There's no grid. There are no name tags. So if we go back into Chatforce, we can give that feedback. We can say, OK, great. This worked. Now let's add on an additional feature, such as the grid.
So if I say, please create a grid for me where the lines intersect every 50 pixels, Then I submit that feedback and then the human tester talks with the software engineer and they keep on generating the code over and over again and fixing the bugs. 1Then they ask for more feedback and we can keep on adding features that way.
Now, here's something that I created in 20 minutes. This is a version of Vigario where I gave 10 different pieces of feedback over and over again. Let's see what this looks like. There we go.

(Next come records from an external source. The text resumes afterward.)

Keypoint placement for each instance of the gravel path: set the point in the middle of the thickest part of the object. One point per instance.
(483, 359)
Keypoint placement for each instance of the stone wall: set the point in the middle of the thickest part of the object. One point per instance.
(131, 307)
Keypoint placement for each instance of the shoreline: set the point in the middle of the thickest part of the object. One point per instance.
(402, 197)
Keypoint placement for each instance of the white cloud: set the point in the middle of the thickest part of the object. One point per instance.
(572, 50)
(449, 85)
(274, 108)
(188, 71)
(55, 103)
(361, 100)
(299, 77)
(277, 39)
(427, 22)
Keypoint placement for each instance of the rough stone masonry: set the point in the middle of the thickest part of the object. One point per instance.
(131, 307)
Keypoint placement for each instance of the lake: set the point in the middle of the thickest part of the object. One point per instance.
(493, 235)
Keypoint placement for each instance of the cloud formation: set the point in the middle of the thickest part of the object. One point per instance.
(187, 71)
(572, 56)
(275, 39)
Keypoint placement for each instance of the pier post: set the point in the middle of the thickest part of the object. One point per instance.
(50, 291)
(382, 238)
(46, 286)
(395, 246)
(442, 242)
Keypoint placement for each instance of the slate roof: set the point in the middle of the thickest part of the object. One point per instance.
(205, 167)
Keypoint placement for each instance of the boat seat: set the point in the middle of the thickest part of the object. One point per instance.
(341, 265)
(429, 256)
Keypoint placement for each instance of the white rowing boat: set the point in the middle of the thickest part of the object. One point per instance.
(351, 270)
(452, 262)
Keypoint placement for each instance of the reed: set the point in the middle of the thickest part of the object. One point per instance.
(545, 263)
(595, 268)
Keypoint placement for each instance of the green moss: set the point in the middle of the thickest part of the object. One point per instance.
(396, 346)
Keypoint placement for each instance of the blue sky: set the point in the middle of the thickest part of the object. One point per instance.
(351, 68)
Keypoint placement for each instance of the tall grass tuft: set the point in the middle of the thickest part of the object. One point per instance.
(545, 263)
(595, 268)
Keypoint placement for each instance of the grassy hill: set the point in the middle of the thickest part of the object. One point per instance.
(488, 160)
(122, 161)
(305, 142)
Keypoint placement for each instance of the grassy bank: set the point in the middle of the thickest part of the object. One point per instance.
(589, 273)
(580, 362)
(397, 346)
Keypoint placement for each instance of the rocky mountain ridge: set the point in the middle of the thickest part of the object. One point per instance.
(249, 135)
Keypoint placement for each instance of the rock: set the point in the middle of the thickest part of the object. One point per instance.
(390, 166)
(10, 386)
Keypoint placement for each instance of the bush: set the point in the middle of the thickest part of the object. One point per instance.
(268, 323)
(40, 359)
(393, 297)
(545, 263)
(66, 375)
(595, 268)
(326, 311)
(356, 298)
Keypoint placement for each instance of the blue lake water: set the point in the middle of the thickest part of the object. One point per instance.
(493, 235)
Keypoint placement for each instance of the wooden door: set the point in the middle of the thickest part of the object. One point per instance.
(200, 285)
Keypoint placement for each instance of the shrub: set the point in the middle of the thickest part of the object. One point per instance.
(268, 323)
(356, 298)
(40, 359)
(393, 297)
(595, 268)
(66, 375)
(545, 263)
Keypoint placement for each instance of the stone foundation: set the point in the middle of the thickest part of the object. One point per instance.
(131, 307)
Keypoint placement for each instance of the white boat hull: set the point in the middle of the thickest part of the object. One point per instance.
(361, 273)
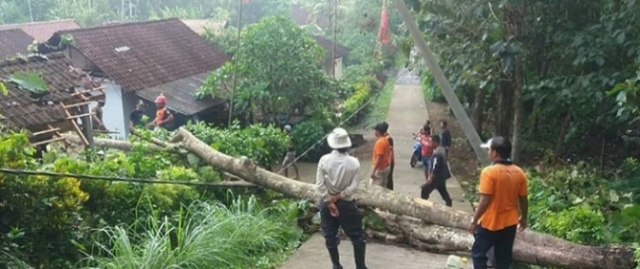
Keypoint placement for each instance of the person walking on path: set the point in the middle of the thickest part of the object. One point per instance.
(438, 173)
(426, 149)
(336, 182)
(503, 207)
(290, 155)
(445, 136)
(392, 158)
(381, 156)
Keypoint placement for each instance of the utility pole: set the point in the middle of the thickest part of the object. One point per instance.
(335, 38)
(235, 68)
(30, 10)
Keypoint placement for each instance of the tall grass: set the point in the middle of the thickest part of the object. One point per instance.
(242, 235)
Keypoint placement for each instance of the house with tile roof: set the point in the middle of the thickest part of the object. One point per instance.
(62, 105)
(14, 42)
(42, 30)
(141, 60)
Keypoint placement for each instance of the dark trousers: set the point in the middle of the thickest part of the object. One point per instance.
(390, 181)
(441, 186)
(502, 243)
(349, 220)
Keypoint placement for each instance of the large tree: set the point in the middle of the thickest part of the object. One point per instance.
(278, 71)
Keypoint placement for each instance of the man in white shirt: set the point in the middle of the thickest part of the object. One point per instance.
(336, 182)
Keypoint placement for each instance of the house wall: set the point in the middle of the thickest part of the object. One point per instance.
(114, 113)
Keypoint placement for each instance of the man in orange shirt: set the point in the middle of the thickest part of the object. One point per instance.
(503, 206)
(381, 156)
(164, 117)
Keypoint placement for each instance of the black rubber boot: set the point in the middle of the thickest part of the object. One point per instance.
(359, 251)
(335, 258)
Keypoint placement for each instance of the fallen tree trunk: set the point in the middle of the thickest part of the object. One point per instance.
(115, 144)
(531, 247)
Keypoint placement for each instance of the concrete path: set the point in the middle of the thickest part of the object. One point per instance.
(407, 113)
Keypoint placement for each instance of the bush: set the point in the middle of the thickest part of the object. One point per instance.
(305, 135)
(577, 205)
(362, 93)
(36, 208)
(206, 236)
(580, 224)
(262, 145)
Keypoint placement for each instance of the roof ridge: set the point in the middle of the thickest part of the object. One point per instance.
(116, 25)
(31, 59)
(37, 22)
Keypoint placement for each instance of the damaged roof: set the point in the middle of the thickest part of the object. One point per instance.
(12, 42)
(20, 109)
(180, 95)
(145, 54)
(42, 30)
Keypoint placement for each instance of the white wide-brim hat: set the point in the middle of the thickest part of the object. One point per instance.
(339, 139)
(486, 145)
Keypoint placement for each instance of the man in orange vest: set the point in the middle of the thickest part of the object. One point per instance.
(163, 115)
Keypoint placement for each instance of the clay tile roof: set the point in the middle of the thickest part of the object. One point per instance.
(19, 109)
(146, 54)
(42, 30)
(12, 42)
(327, 45)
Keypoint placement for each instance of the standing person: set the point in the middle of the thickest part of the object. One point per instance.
(503, 206)
(381, 156)
(290, 155)
(135, 118)
(164, 117)
(392, 158)
(426, 149)
(336, 182)
(445, 136)
(438, 173)
(96, 116)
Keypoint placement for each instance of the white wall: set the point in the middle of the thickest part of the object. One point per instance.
(113, 113)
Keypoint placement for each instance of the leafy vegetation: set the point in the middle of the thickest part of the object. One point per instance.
(137, 222)
(240, 235)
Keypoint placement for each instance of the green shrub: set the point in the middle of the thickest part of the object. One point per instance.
(362, 93)
(243, 235)
(263, 145)
(581, 224)
(305, 135)
(40, 215)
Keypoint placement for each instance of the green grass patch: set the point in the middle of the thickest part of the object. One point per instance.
(380, 106)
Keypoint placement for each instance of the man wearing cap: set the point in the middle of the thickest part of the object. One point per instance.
(163, 115)
(438, 173)
(290, 155)
(503, 206)
(336, 182)
(381, 156)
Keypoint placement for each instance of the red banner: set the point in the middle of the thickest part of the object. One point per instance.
(383, 31)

We have a grid, we get to move a little bit faster thankfully, and oh look, there's an enemy character. Let's try and eat them, let's see what happens. And look, I ate them and I got much larger.
So this took me 20 minutes to create, it costed me $2 to create, and I was able to create a fully functioning game. Isn't that neat?
So if you are interested in perhaps building your own workforce, please speak to either myself, I'm Robert, or my two co-founders here, Maisha and Peter, if you guys can stand. Yeah, so during the networking session, feel free to speak to us if you're interested in building your own workforce.
We plan on also releasing a marketplace feature so that if you want to create your own workforce for your use case and then sell it on a marketplace to not just people, but even businesses and make some money, please speak to us at the end of the event.
And that's it. Thanks for listening.